Я достаю из задней дверцы лестницу Джерри, и мы устремляемся к подъездной аллее. Фонарь по-прежнему не горит, и Джерри, бросив на него выразительный взгляд, криво улыбается. Мы приближаемся к дому. Он окружен высокими могучими елями, и, кроме Олли в фургоне, нас никто не может видеть. В стену рядом с коробкой сигнализационной системы я упираю верхнюю часть лестницы.
— Все в порядке, Олли? — спрашивает Джерри в рацию.
— Роджер, — отвечает Олли.
Мы с Джерри переглядываемся, он качает головой.
— И так всегда. Стоит дать человеку уоки-токи, и тот сразу начинает воображать себя Старски и Хучем.
Он отдает мне рацию, забирается вверх по лестнице к коробке сигнализации, достает из кармана маленькую ручную дрель и уже намеревается приступить к работе, как вдруг вскрикивает, роняет дрель и невероятно быстро спускается вниз до середины лестницы.
— Господи! Вот ведь черт! Черт! Черт! — бормочет он в панике.
— В чем дело? — интересуюсь я.
— Паук.
— Что?
— Паук. Только что пробежал по моей руке.
Я смотрю на него в ожидании пояснений.
— И?
— Я ненавижу пауков. Премерзкие твари.
— Премерзкие твари? И что ты предлагаешь мне сделать? Сбегать в соседний дом за мухобойкой?

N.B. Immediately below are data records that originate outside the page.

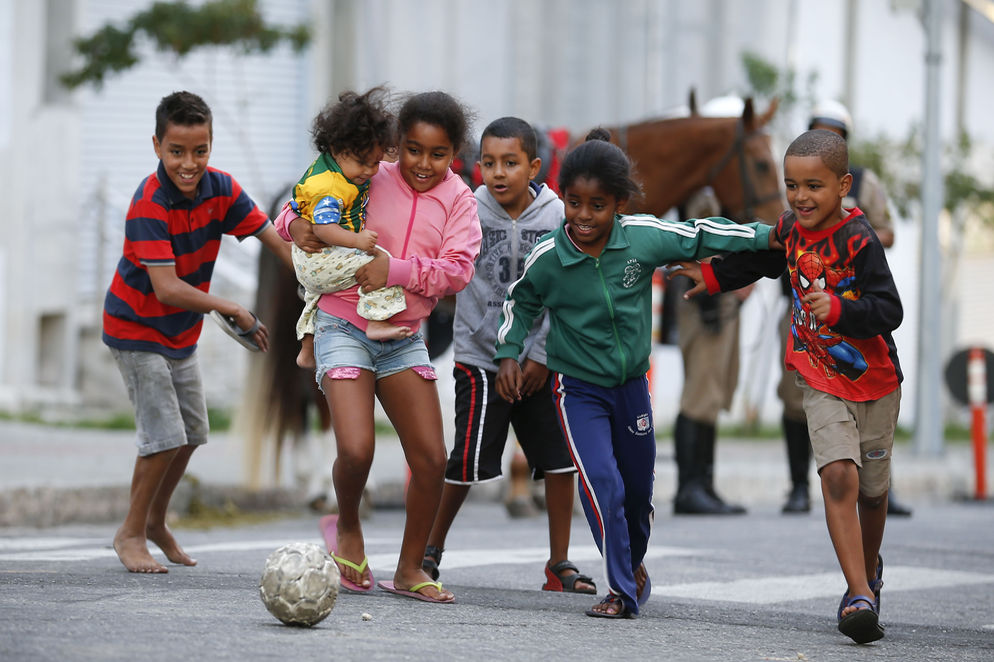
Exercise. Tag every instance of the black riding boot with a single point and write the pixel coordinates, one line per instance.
(705, 447)
(692, 497)
(798, 459)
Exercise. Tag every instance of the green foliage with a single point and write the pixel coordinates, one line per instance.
(898, 164)
(767, 80)
(178, 28)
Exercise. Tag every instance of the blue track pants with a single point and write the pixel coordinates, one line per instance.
(612, 440)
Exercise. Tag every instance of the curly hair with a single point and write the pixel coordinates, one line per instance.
(601, 160)
(356, 123)
(439, 109)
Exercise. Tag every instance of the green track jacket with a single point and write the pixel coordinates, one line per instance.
(600, 309)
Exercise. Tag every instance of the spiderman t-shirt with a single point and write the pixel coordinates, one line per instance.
(851, 354)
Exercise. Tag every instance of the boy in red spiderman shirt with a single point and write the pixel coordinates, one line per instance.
(845, 306)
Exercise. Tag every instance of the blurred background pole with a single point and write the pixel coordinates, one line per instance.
(928, 426)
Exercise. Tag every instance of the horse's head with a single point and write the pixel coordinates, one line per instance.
(746, 179)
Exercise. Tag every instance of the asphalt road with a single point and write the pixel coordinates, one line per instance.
(759, 587)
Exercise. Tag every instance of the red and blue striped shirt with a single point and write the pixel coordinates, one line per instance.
(164, 227)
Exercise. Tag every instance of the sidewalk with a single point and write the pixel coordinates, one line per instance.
(55, 475)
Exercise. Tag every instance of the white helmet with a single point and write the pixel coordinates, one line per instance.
(832, 113)
(726, 106)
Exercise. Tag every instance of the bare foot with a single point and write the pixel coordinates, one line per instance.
(134, 554)
(385, 331)
(163, 537)
(305, 359)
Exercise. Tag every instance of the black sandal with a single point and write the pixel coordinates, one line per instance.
(557, 581)
(611, 599)
(433, 556)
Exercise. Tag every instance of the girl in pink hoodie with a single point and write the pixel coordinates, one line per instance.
(426, 219)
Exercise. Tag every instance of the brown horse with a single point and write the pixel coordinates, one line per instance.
(673, 158)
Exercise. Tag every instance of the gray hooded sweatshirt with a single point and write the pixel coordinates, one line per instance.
(505, 244)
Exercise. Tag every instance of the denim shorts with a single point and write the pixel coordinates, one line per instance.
(168, 397)
(341, 350)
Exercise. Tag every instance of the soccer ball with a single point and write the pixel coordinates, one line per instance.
(299, 584)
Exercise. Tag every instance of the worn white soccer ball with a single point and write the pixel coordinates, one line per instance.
(299, 584)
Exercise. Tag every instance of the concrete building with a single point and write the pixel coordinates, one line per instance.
(69, 162)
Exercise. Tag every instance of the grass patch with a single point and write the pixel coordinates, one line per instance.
(202, 517)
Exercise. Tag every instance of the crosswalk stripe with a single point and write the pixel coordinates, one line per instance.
(767, 590)
(753, 590)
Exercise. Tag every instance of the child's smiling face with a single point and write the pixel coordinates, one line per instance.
(814, 192)
(184, 151)
(426, 152)
(590, 214)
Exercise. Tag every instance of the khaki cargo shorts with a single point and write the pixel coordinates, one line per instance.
(859, 431)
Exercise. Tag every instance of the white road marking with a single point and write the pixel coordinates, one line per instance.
(767, 590)
(7, 544)
(522, 555)
(755, 590)
(49, 553)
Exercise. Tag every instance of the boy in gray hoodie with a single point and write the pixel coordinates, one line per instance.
(514, 214)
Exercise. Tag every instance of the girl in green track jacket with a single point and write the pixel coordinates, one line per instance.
(594, 275)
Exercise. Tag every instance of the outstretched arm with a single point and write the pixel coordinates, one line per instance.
(172, 290)
(691, 270)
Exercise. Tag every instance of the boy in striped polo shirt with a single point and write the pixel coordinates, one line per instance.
(154, 310)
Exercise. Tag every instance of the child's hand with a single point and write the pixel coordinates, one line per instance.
(533, 378)
(373, 275)
(509, 380)
(691, 270)
(245, 319)
(366, 241)
(818, 302)
(302, 232)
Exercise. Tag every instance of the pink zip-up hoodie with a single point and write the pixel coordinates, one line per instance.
(433, 238)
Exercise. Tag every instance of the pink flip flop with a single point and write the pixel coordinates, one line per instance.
(413, 591)
(329, 529)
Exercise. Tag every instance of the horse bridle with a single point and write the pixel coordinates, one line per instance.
(750, 198)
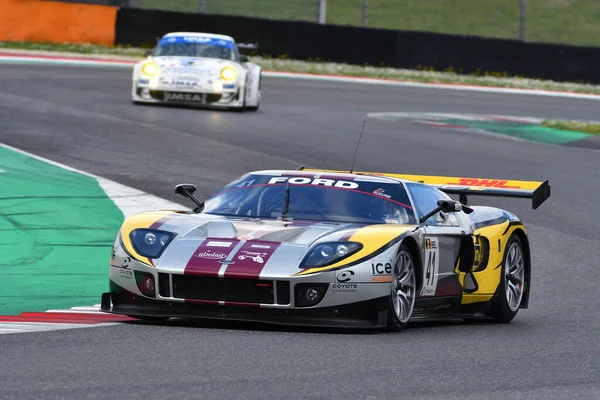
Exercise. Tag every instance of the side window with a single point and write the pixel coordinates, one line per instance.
(425, 199)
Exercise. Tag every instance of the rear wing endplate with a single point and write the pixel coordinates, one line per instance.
(538, 192)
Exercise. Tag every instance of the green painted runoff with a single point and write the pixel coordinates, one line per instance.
(56, 233)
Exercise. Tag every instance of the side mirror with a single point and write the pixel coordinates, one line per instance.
(185, 189)
(447, 206)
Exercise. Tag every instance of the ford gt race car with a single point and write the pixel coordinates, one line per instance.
(327, 248)
(198, 69)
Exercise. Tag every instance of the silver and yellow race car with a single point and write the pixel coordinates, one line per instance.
(328, 248)
(202, 69)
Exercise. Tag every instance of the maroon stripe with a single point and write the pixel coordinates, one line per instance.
(206, 258)
(191, 301)
(240, 303)
(251, 259)
(160, 222)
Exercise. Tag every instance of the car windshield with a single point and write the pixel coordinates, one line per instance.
(323, 199)
(196, 47)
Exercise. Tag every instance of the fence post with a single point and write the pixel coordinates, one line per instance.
(522, 20)
(365, 13)
(321, 11)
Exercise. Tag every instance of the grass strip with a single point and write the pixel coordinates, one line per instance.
(592, 128)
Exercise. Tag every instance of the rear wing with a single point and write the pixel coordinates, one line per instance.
(247, 47)
(538, 192)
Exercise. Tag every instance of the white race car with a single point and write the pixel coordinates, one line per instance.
(197, 69)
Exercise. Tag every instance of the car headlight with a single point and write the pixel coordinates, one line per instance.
(150, 242)
(329, 252)
(228, 73)
(150, 69)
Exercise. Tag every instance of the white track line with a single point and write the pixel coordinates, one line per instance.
(27, 327)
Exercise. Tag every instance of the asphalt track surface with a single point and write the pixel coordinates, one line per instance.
(83, 118)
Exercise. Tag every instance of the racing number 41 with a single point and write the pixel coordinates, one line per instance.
(430, 270)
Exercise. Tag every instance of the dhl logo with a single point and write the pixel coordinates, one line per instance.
(495, 183)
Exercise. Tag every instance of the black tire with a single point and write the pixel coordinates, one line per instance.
(500, 311)
(394, 323)
(256, 107)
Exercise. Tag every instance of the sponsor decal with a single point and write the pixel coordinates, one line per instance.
(381, 192)
(314, 181)
(256, 257)
(210, 255)
(344, 276)
(126, 262)
(250, 262)
(432, 262)
(170, 96)
(126, 274)
(260, 246)
(245, 183)
(188, 83)
(197, 39)
(381, 272)
(218, 244)
(344, 287)
(495, 183)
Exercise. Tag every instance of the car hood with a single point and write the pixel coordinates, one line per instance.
(169, 63)
(249, 247)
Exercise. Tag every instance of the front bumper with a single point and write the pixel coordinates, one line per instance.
(229, 97)
(365, 314)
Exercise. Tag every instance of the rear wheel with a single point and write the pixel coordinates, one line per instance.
(403, 290)
(511, 288)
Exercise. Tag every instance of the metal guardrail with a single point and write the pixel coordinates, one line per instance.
(570, 22)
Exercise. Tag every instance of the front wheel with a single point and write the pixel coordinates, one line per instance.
(511, 287)
(403, 290)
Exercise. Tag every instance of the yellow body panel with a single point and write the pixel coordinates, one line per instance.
(489, 279)
(372, 237)
(143, 220)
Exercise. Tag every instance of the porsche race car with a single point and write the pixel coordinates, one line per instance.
(328, 248)
(198, 69)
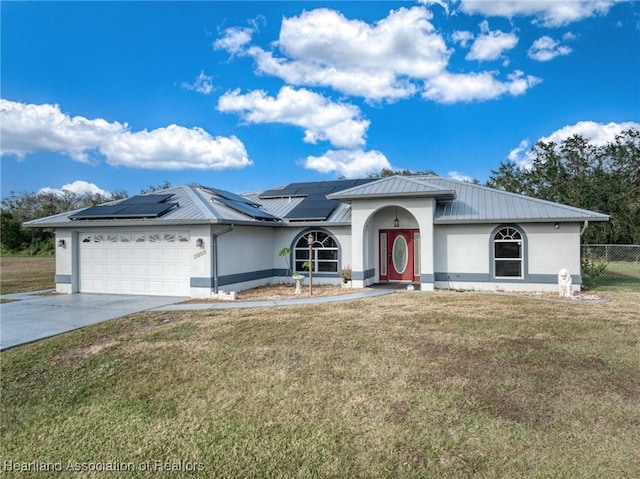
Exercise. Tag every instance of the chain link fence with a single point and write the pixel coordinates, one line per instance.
(610, 267)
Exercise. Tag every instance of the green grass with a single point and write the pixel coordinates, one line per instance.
(20, 274)
(619, 276)
(409, 385)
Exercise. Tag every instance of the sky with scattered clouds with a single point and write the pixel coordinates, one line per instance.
(105, 96)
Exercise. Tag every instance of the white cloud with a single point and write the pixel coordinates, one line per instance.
(519, 155)
(349, 163)
(491, 44)
(339, 123)
(454, 175)
(462, 37)
(234, 39)
(545, 12)
(598, 134)
(443, 3)
(391, 59)
(175, 148)
(546, 48)
(79, 187)
(202, 84)
(466, 87)
(378, 62)
(28, 128)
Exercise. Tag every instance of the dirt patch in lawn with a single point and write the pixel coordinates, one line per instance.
(20, 274)
(279, 292)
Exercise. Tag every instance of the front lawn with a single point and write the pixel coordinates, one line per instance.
(442, 385)
(19, 274)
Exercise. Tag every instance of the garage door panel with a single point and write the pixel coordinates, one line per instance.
(154, 254)
(123, 266)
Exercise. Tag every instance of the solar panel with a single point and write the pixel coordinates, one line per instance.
(231, 196)
(313, 188)
(146, 199)
(247, 209)
(139, 210)
(315, 207)
(141, 206)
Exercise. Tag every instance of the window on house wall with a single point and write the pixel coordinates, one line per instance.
(325, 253)
(507, 253)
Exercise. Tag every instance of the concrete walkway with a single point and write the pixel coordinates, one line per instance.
(366, 293)
(33, 316)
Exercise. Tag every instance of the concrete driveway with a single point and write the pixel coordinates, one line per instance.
(35, 317)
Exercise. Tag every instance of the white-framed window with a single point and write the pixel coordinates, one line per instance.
(325, 253)
(508, 253)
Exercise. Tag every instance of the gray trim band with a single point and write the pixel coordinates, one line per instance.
(362, 275)
(238, 278)
(485, 278)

— Нет, конечно, просто я...
— Давай скорее, черт побери, а то нас кто-нибудь увидит!
Я поднимаю дрель, подаю ее Джерри, он в явном волнении снова поднимается по лестнице наверх и начинает сверлить красную пластмассовую поверхность коробочки.
— Браво-ноль, я Альфа-один. Что у вас десять к четырем? Конец связи, — раздается из рации голос Олли.
— Заткнись, кретин. Твое дело — следить за обстановкой, — отвечаю я, надеясь, что исчерпывающе ответил на его идиотский вопрос.
Джерри убирает дрель обратно в карман, достает какую-то баночку с распылителем и на протяжении минуты вбрызгивает в коробку сквозь просверленную дыру какую-то дрянь. Потом достает другую банку-распылитель и закрашивает расположенную рядом сигнальную лампочку в черный цвет.